🌐 Merz e la possibile svolta: Germania valuta acquisto di altri F-35
La Germania, sotto la guida del cancelliere Friedrich Merz, sta valutando un’opzione strategica di acquisire ulteriori caccia F-35 statunitensi, segnalando un possibile ridimensionamento del progetto europeo di nuova generazione FCAS e un rafforzamento della cooperazione militare con gli Stati Uniti. La decisione, ancora non ufficiale, potrebbe trasformare gli equilibri della difesa europea.
Il governo tedesco ha avviato valutazioni preliminari per l’acquisto di ulteriori caccia Lockheed Martin F-35, oltre ai 35 già ordinati, con l’obiettivo di coprire eventuali “vuoti operativi” e di consolidare la propria capacità aerea nel breve e medio termine. Secondo quanto riportato dal quotidiano tedesco Handelsblatt, le discussioni interne indicano che l’esecutivo di Merz sta prendendo in considerazione un lotto che supererebbe le 35 unità aggiuntive, anche se non è stato ancora raggiunto alcun accordo definitivo.
Difficoltà nel progetto europeo e spinta verso gli F-35
Questa possibile manovra si inserisce in un contesto di crescenti difficoltà nel progetto Future Combat Air System (FCAS), la collaborazione tra Germania, Francia e Spagna per lo sviluppo di un caccia di sesta generazione, concepito per sostituire gli attuali velivoli entro il 2040. Divergenze tecniche tra i partner e disaccordi sulla leadership industriale hanno minato la progressione del programma, al punto che il cancelliere Merz ha apertamente messo in discussione la necessità di un velivolo con pilota europeo, sostenendo che Berlino potrebbe non avere bisogno degli stessi requisiti operativi richiesti da Parigi.

La mossa verso gli F-35 potrebbe dunque rappresentare una soluzione pragmatica per mantenere la prontezza operativa della Bundeswehr e superare i ritardi del programma europeo, integrando nella flotta aerea tedesca caccia stealth di quinta generazione già consolidati e prodotti da un partner strategico come gli Stati Uniti.
Un rapporto strategico con gli Stati Uniti
L’acquisto di ulteriori F-35 segnala anche un approfondimento della cooperazione militare transatlantica, in un periodo in cui la Germania rivaluta la sua postura difensiva e il ruolo dell’Europa nella sicurezza collettiva. La questione si inserisce in un più ampio spazio geopolitico in cui i rapporti tra Europa e Washington sono in evoluzione, con partnership e accordi commerciali e difensivi oggetto di continue negoziazioni.

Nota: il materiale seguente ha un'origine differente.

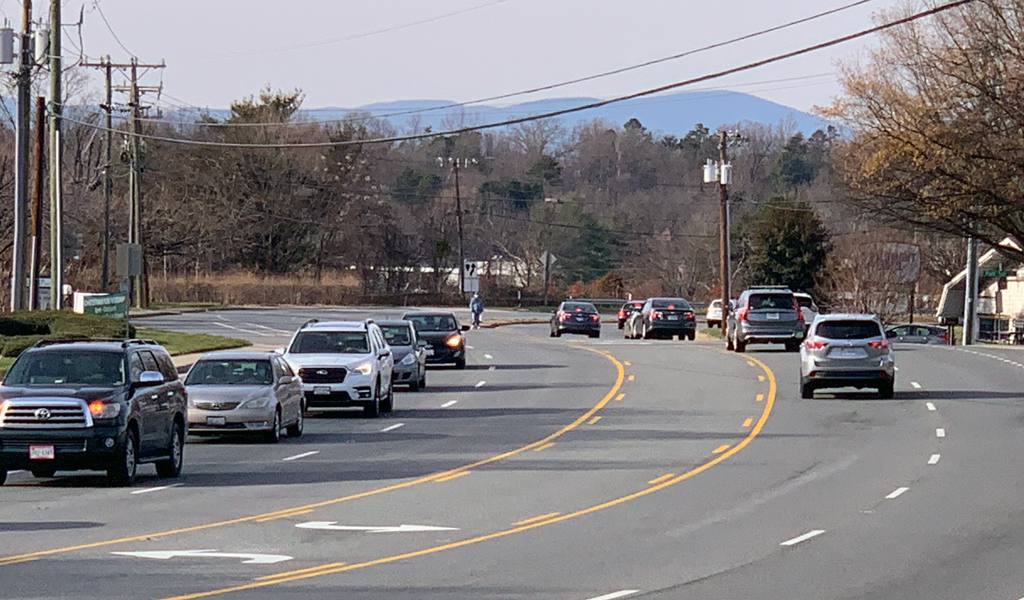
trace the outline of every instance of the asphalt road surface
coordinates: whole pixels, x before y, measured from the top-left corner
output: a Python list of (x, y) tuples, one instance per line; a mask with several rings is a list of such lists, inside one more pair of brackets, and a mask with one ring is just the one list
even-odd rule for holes
[[(328, 312), (146, 325), (275, 347)], [(13, 475), (0, 598), (1024, 596), (1020, 350), (901, 347), (895, 400), (801, 400), (769, 347), (467, 335), (390, 416), (190, 440), (173, 487)]]

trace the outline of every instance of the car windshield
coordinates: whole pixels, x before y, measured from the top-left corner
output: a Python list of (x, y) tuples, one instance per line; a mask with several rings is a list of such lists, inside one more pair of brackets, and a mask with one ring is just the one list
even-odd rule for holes
[(804, 296), (794, 297), (796, 298), (796, 303), (799, 304), (801, 308), (811, 308), (814, 306), (814, 300), (811, 300), (810, 298), (806, 298)]
[(565, 312), (578, 312), (587, 314), (596, 314), (597, 307), (588, 302), (565, 302), (562, 304), (562, 310)]
[(712, 300), (711, 304), (708, 305), (708, 308), (722, 308), (722, 301), (721, 300)]
[(384, 339), (387, 340), (388, 345), (412, 345), (412, 332), (409, 331), (408, 325), (381, 325), (380, 328), (384, 332)]
[(874, 321), (822, 321), (814, 334), (830, 340), (865, 340), (881, 337), (882, 330)]
[(185, 385), (270, 385), (269, 360), (201, 360), (192, 367)]
[(760, 309), (793, 310), (793, 296), (790, 294), (751, 294), (750, 310)]
[(303, 331), (295, 336), (292, 354), (366, 354), (370, 343), (365, 331)]
[(409, 315), (416, 331), (457, 331), (459, 323), (452, 315)]
[(4, 385), (124, 385), (124, 355), (120, 352), (25, 352), (11, 367)]
[(666, 310), (690, 310), (690, 303), (682, 298), (659, 298), (651, 302), (651, 307)]

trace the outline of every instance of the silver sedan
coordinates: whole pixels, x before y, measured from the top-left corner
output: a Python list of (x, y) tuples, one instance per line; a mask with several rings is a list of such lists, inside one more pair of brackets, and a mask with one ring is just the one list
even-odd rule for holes
[(820, 315), (800, 345), (800, 395), (821, 388), (874, 388), (893, 397), (896, 359), (875, 315)]
[(276, 443), (302, 435), (302, 381), (273, 352), (204, 354), (185, 377), (191, 435), (255, 434)]

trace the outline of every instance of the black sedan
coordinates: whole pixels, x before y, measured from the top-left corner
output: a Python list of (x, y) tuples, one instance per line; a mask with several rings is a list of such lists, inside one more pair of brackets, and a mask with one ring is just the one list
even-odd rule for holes
[(416, 334), (429, 344), (427, 364), (466, 368), (466, 337), (462, 332), (468, 331), (469, 325), (460, 326), (459, 320), (450, 312), (406, 313), (402, 319), (412, 321)]
[(640, 312), (640, 309), (643, 307), (643, 300), (630, 300), (623, 304), (622, 308), (619, 309), (619, 329), (623, 329), (626, 326), (626, 321), (629, 320), (630, 315)]
[(679, 339), (693, 340), (697, 337), (693, 307), (682, 298), (651, 298), (644, 303), (637, 319), (640, 329), (637, 333), (644, 339), (678, 335)]
[(597, 307), (589, 302), (563, 302), (551, 315), (551, 337), (562, 337), (563, 333), (601, 337), (601, 315)]

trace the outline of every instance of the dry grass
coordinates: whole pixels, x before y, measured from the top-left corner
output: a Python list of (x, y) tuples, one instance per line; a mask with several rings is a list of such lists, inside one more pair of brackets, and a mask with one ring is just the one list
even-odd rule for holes
[(361, 297), (351, 273), (325, 273), (320, 281), (302, 275), (258, 275), (235, 271), (150, 279), (150, 299), (159, 304), (342, 304)]

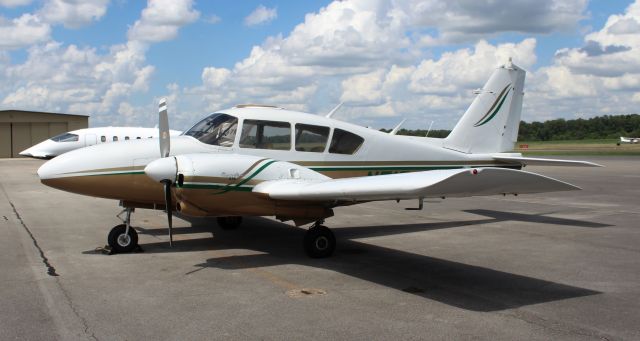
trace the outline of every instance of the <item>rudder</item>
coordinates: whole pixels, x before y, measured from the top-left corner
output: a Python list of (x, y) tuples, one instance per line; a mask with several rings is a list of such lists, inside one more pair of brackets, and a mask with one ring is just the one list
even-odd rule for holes
[(468, 154), (513, 150), (522, 113), (524, 78), (525, 71), (511, 60), (498, 67), (444, 140), (444, 147)]

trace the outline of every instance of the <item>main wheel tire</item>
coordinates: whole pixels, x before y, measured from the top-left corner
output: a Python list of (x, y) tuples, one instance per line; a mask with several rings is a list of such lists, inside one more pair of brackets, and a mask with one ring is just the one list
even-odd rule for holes
[(138, 232), (133, 227), (129, 227), (129, 233), (127, 231), (127, 225), (120, 224), (114, 226), (109, 232), (107, 242), (111, 246), (111, 250), (116, 253), (131, 252), (138, 246)]
[(304, 235), (304, 251), (311, 258), (326, 258), (336, 249), (336, 237), (326, 226), (314, 226)]
[(242, 217), (230, 216), (230, 217), (218, 217), (218, 226), (223, 230), (235, 230), (240, 224), (242, 224)]

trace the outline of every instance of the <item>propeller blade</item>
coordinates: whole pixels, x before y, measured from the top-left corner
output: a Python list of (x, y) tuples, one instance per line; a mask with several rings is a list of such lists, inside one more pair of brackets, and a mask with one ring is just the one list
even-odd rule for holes
[(167, 210), (167, 222), (169, 224), (169, 246), (173, 246), (173, 210), (171, 203), (171, 181), (163, 180), (164, 184), (164, 205)]
[(167, 99), (163, 98), (158, 104), (158, 133), (160, 137), (160, 157), (169, 156), (171, 143), (169, 138), (169, 116), (167, 114)]

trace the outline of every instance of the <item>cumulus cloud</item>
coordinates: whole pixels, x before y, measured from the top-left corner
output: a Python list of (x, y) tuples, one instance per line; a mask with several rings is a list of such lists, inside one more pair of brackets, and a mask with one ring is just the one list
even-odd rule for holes
[(0, 17), (0, 50), (31, 46), (49, 40), (51, 27), (33, 14), (23, 14), (13, 20)]
[[(51, 25), (79, 27), (104, 15), (107, 0), (47, 0), (35, 14), (0, 20), (0, 49), (29, 46), (24, 62), (0, 54), (0, 103), (4, 107), (91, 114), (92, 123), (134, 123), (134, 113), (153, 112), (130, 101), (149, 90), (155, 67), (147, 65), (149, 43), (175, 37), (198, 19), (191, 0), (150, 0), (129, 30), (129, 41), (107, 47), (65, 45), (51, 40)], [(120, 116), (113, 116), (120, 113)], [(138, 117), (138, 124), (145, 117)]]
[(159, 42), (175, 38), (178, 30), (200, 17), (192, 0), (149, 0), (142, 16), (129, 29), (129, 40)]
[[(407, 36), (414, 25), (410, 15), (393, 2), (333, 2), (307, 14), (286, 37), (254, 46), (233, 68), (205, 68), (202, 86), (185, 95), (199, 94), (209, 110), (262, 102), (324, 112), (344, 101), (340, 117), (359, 122), (427, 112), (453, 113), (443, 118), (451, 122), (495, 66), (509, 57), (523, 67), (536, 62), (535, 39), (500, 45), (480, 41), (424, 59)], [(282, 96), (292, 93), (296, 96)]]
[(640, 33), (640, 23), (635, 18), (618, 20), (607, 29), (611, 34), (637, 34)]
[(247, 17), (244, 18), (246, 26), (256, 26), (266, 24), (278, 17), (278, 10), (275, 8), (267, 8), (263, 5), (256, 7)]
[(102, 18), (108, 5), (109, 0), (47, 0), (38, 15), (52, 24), (79, 28)]
[(422, 37), (422, 43), (438, 45), (475, 41), (502, 32), (568, 31), (585, 18), (587, 0), (407, 0), (398, 5), (413, 25), (438, 32)]
[(36, 45), (23, 64), (4, 70), (3, 78), (13, 90), (7, 91), (2, 105), (96, 114), (100, 122), (100, 115), (146, 91), (154, 68), (144, 64), (145, 52), (146, 47), (136, 42), (113, 46), (106, 54), (57, 42)]
[(32, 0), (0, 0), (0, 6), (3, 7), (18, 7), (26, 6), (31, 3)]
[[(584, 38), (584, 46), (559, 50), (553, 64), (536, 70), (529, 102), (541, 118), (637, 112), (640, 93), (640, 1), (609, 16)], [(526, 116), (525, 116), (526, 117)]]
[(597, 77), (640, 74), (640, 32), (632, 24), (638, 20), (640, 2), (631, 4), (622, 15), (610, 16), (601, 30), (585, 37), (583, 47), (558, 51), (556, 66)]

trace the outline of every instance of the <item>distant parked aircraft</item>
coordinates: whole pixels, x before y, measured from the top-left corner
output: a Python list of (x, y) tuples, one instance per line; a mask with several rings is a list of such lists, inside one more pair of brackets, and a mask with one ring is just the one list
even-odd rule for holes
[[(171, 136), (177, 136), (181, 132), (171, 130), (170, 134)], [(102, 127), (78, 129), (44, 140), (31, 148), (23, 150), (20, 155), (36, 159), (51, 159), (74, 149), (94, 144), (153, 137), (158, 137), (158, 128)]]
[(623, 136), (620, 136), (620, 142), (618, 142), (618, 146), (621, 143), (640, 143), (640, 137), (623, 137)]

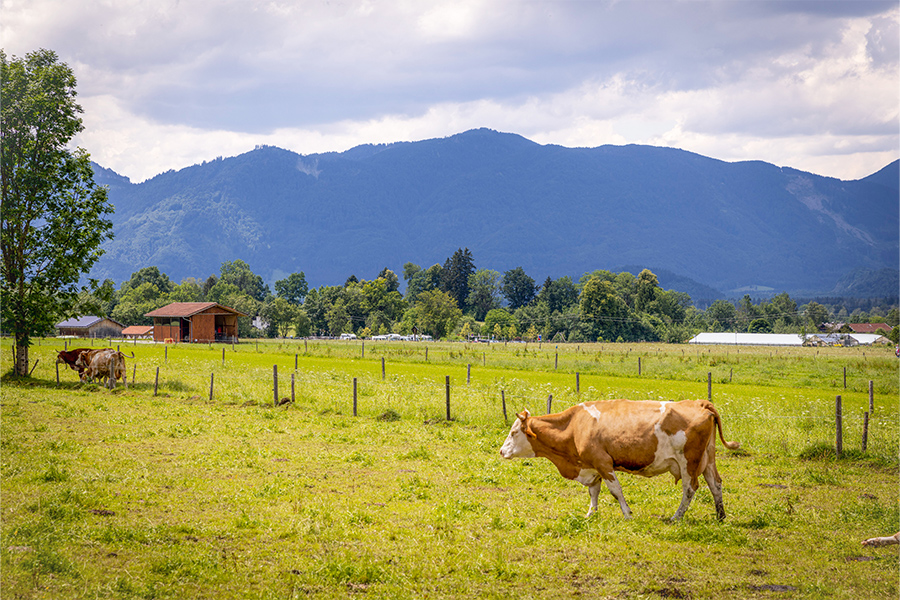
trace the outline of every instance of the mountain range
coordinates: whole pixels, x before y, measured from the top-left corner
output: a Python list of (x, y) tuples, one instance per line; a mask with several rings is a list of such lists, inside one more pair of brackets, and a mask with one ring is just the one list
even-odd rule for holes
[(96, 165), (95, 181), (115, 238), (91, 276), (117, 283), (146, 266), (205, 279), (242, 259), (270, 285), (300, 271), (311, 287), (339, 285), (466, 247), (477, 268), (521, 266), (538, 283), (632, 265), (723, 295), (831, 293), (853, 273), (896, 279), (900, 267), (900, 161), (842, 181), (478, 129), (340, 153), (259, 146), (137, 184)]

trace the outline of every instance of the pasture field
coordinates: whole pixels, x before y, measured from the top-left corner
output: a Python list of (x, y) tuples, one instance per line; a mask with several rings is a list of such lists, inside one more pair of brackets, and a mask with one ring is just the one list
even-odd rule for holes
[[(136, 383), (115, 390), (57, 384), (58, 349), (0, 389), (4, 599), (900, 594), (897, 547), (860, 546), (900, 528), (892, 348), (129, 342)], [(680, 485), (627, 474), (634, 518), (604, 493), (585, 519), (586, 488), (499, 456), (503, 399), (512, 419), (550, 395), (705, 398), (710, 377), (742, 444), (718, 444), (724, 522), (702, 486), (671, 523)]]

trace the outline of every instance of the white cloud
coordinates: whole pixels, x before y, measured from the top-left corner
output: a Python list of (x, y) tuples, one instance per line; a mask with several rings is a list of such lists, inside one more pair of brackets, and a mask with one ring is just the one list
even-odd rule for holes
[(900, 154), (896, 2), (2, 1), (7, 53), (72, 65), (78, 142), (136, 180), (473, 127), (842, 178)]

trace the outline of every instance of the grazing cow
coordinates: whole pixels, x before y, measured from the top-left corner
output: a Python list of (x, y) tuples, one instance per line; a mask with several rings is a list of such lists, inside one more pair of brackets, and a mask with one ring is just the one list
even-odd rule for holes
[(90, 348), (75, 348), (74, 350), (60, 350), (56, 355), (56, 364), (58, 365), (69, 365), (69, 368), (73, 371), (78, 371), (79, 378), (81, 374), (84, 372), (84, 367), (78, 367), (75, 365), (75, 362), (78, 360), (78, 357), (81, 356), (82, 352), (90, 352)]
[(862, 543), (863, 546), (890, 546), (892, 544), (900, 544), (900, 531), (895, 533), (894, 535), (889, 535), (887, 537), (874, 537), (869, 538)]
[(587, 486), (588, 517), (597, 510), (597, 496), (606, 482), (622, 514), (631, 518), (615, 474), (624, 471), (644, 477), (671, 473), (675, 481), (682, 480), (681, 505), (673, 521), (684, 516), (702, 473), (716, 516), (725, 518), (722, 478), (716, 470), (716, 430), (726, 448), (734, 450), (740, 444), (725, 441), (721, 418), (711, 402), (608, 400), (584, 402), (553, 415), (533, 417), (526, 410), (516, 416), (500, 455), (549, 459), (563, 477)]
[[(131, 354), (131, 358), (134, 358), (134, 353)], [(125, 355), (112, 348), (84, 352), (76, 364), (84, 367), (82, 381), (86, 379), (93, 381), (94, 378), (108, 380), (110, 386), (115, 387), (116, 380), (124, 380), (126, 377)]]

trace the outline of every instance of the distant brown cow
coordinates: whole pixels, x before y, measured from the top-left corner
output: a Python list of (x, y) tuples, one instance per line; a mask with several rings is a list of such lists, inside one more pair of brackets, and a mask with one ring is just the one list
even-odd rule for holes
[(716, 430), (725, 447), (736, 449), (740, 444), (725, 441), (719, 413), (706, 400), (607, 400), (584, 402), (554, 415), (533, 417), (526, 410), (517, 416), (500, 455), (549, 459), (563, 477), (587, 486), (588, 516), (597, 510), (605, 482), (622, 514), (631, 517), (615, 474), (624, 471), (644, 477), (671, 473), (676, 481), (681, 479), (681, 505), (673, 521), (684, 516), (702, 474), (716, 516), (725, 518), (722, 479), (716, 470)]
[(56, 364), (58, 365), (68, 365), (70, 369), (73, 371), (78, 371), (78, 376), (81, 377), (81, 374), (84, 372), (84, 367), (79, 367), (75, 365), (75, 362), (78, 360), (78, 357), (81, 356), (82, 352), (90, 352), (90, 348), (75, 348), (74, 350), (60, 350), (56, 355)]

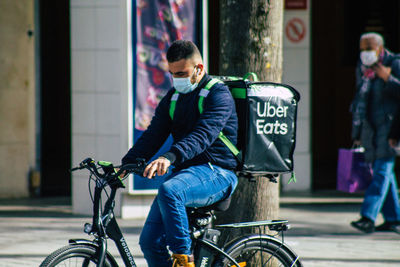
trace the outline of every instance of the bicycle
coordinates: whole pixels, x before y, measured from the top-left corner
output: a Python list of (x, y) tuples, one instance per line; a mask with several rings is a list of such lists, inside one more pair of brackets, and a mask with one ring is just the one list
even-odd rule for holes
[[(64, 246), (47, 256), (41, 267), (49, 266), (118, 266), (114, 257), (107, 251), (107, 240), (112, 239), (122, 257), (125, 266), (136, 267), (134, 257), (130, 252), (125, 238), (114, 216), (115, 195), (123, 188), (123, 178), (120, 175), (143, 174), (146, 163), (140, 159), (135, 164), (114, 167), (110, 162), (99, 161), (97, 164), (91, 158), (83, 160), (79, 167), (71, 171), (87, 169), (89, 176), (89, 192), (93, 200), (92, 223), (84, 225), (84, 232), (92, 235), (93, 240), (71, 239)], [(118, 169), (117, 169), (118, 168)], [(99, 169), (102, 172), (99, 172)], [(94, 195), (90, 190), (91, 181), (95, 182)], [(108, 193), (105, 189), (110, 188)], [(101, 196), (106, 192), (107, 200), (102, 204)], [(283, 242), (283, 232), (289, 229), (286, 220), (269, 220), (247, 223), (232, 223), (217, 225), (217, 229), (248, 229), (259, 228), (259, 234), (246, 234), (218, 245), (221, 231), (211, 228), (215, 219), (214, 210), (226, 210), (230, 198), (208, 207), (189, 208), (188, 218), (193, 240), (195, 265), (199, 267), (249, 267), (249, 266), (296, 266), (302, 267), (299, 257)], [(262, 233), (269, 228), (282, 234), (282, 240)], [(174, 266), (175, 263), (174, 263)]]

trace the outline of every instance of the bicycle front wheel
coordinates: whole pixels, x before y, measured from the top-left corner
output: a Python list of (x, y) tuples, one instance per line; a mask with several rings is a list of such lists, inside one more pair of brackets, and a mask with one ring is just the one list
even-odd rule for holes
[[(40, 264), (40, 267), (53, 266), (97, 266), (96, 249), (88, 245), (62, 247), (47, 256)], [(114, 267), (118, 265), (107, 256), (104, 266)]]
[[(227, 254), (239, 266), (246, 267), (302, 267), (296, 254), (278, 239), (269, 236), (248, 236), (231, 244)], [(235, 266), (228, 258), (223, 260), (224, 267)]]

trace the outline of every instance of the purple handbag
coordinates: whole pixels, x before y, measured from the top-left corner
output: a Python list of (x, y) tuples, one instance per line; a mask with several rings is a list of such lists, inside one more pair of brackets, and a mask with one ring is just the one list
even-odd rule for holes
[(339, 191), (357, 193), (365, 191), (372, 181), (371, 164), (364, 160), (364, 149), (339, 149), (337, 184)]

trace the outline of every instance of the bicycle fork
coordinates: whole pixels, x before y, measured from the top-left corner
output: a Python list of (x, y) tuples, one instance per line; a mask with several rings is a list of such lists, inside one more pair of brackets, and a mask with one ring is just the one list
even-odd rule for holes
[(104, 261), (107, 252), (107, 240), (104, 237), (100, 237), (98, 244), (99, 244), (99, 262), (97, 263), (97, 266), (104, 266)]

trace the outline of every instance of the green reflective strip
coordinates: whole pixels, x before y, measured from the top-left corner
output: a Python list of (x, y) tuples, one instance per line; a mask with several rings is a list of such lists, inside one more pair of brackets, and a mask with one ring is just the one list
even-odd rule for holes
[(231, 81), (240, 80), (240, 78), (239, 78), (239, 77), (236, 77), (236, 76), (228, 76), (228, 79), (231, 80)]
[[(206, 86), (204, 86), (204, 89), (210, 90), (211, 87), (214, 86), (214, 84), (219, 83), (219, 82), (221, 82), (221, 81), (218, 80), (218, 79), (211, 79), (211, 80), (206, 84)], [(201, 96), (199, 97), (199, 112), (200, 112), (200, 114), (203, 113), (203, 101), (204, 101), (204, 96), (201, 95)]]
[(174, 95), (177, 95), (179, 93), (174, 93), (171, 97), (171, 104), (169, 105), (169, 116), (171, 117), (171, 120), (174, 119), (174, 113), (175, 113), (175, 108), (176, 108), (176, 101), (177, 100), (172, 100)]
[(204, 96), (199, 97), (199, 112), (200, 114), (203, 113), (203, 101), (204, 101)]
[(220, 82), (220, 80), (218, 80), (218, 79), (211, 79), (211, 80), (206, 84), (206, 86), (204, 86), (204, 89), (210, 90), (211, 87), (213, 87), (214, 84), (219, 83), (219, 82)]
[(111, 166), (111, 165), (112, 165), (112, 163), (111, 163), (111, 162), (108, 162), (108, 161), (99, 161), (98, 164), (99, 164), (100, 166), (104, 166), (104, 167), (107, 167), (107, 166)]
[(176, 101), (171, 101), (171, 105), (169, 107), (169, 116), (171, 117), (171, 120), (174, 119), (175, 107)]
[(222, 132), (219, 133), (218, 138), (229, 148), (233, 155), (237, 156), (239, 154), (240, 151)]
[(247, 89), (246, 88), (232, 88), (231, 93), (233, 98), (246, 99)]
[(249, 78), (250, 76), (253, 78), (253, 81), (258, 82), (257, 74), (255, 74), (254, 72), (248, 72), (248, 73), (246, 73), (246, 74), (243, 76), (243, 80), (247, 80), (247, 78)]

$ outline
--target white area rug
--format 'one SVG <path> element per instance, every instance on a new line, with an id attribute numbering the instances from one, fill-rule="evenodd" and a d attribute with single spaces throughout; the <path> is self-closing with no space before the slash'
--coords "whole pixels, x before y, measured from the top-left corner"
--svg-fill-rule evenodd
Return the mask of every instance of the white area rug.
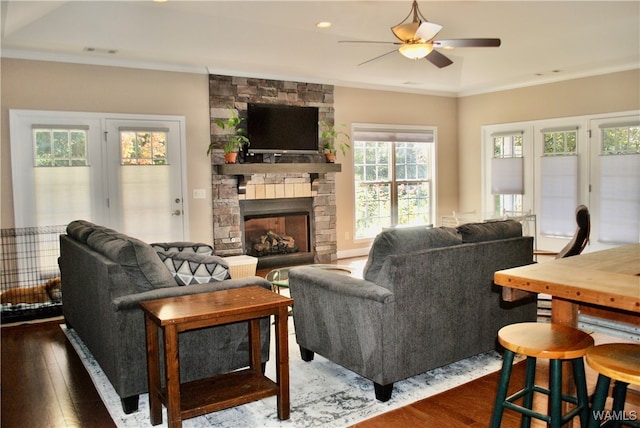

In parallelo, fonti governative hanno sottolineato che non esistono ancora decisioni ufficiali sull’ordinazione di nuovi F-35, e che l’ipotesi resta al momento a livello di valutazione. Il portavoce del governo ha confermato che “non ci sono piani e non c’è alcuna decisione”, pur ammettendo che le discussioni sono in corso.
Implicazioni per la difesa europea
Il possibile ampliamento della dotazione di F-35 da parte della Germania potrebbe avere implicazioni profonde sulla cooperazione in materia di difesa in Europa. Il progetto FCAS è stato pensato per rafforzare l’autonomia strategica europea attraverso un sistema di combattimento aereo condiviso, ma le divergenze industriali e strategiche tra Berlino e Parigi rischiano di compromettere la realizzazione di un velivolo unico.

Parallelamente, si delineano margini di cooperazione alternativa, come l’ipotesi di sviluppare due linee di velivoli indipendenti oppure di concentrare gli sforzi sullo sviluppo di droni e sistemi integrati di combattimento combat cloud. Queste scelte potrebbero ridefinire il panorama industriale della difesa europea nei prossimi anni.
Una scelta strategica ancora aperta
L’ipotesi di una nuova tranche di F-35 per la Luftwaffe non è solo un tema di equipaggiamento, ma riflette la complessità delle scelte strategiche della Germania, tra esigenze di prontezza militare, cooperazione transatlantica e le ambizioni di autonomia europea. Le decisioni future su questo fronte avranno ripercussioni significative non solo sulla Bundeswehr, ma sulla politica di difesa dell’intera Unione Europea.
In attesa di sviluppi ufficiali, la discussione sulla possibile acquisizione di ulteriori F-35 rimane al centro del dibattito sulla difesa europea, tra pragmatismo operativo e visioni strategiche divergenti tra gli Stati membri.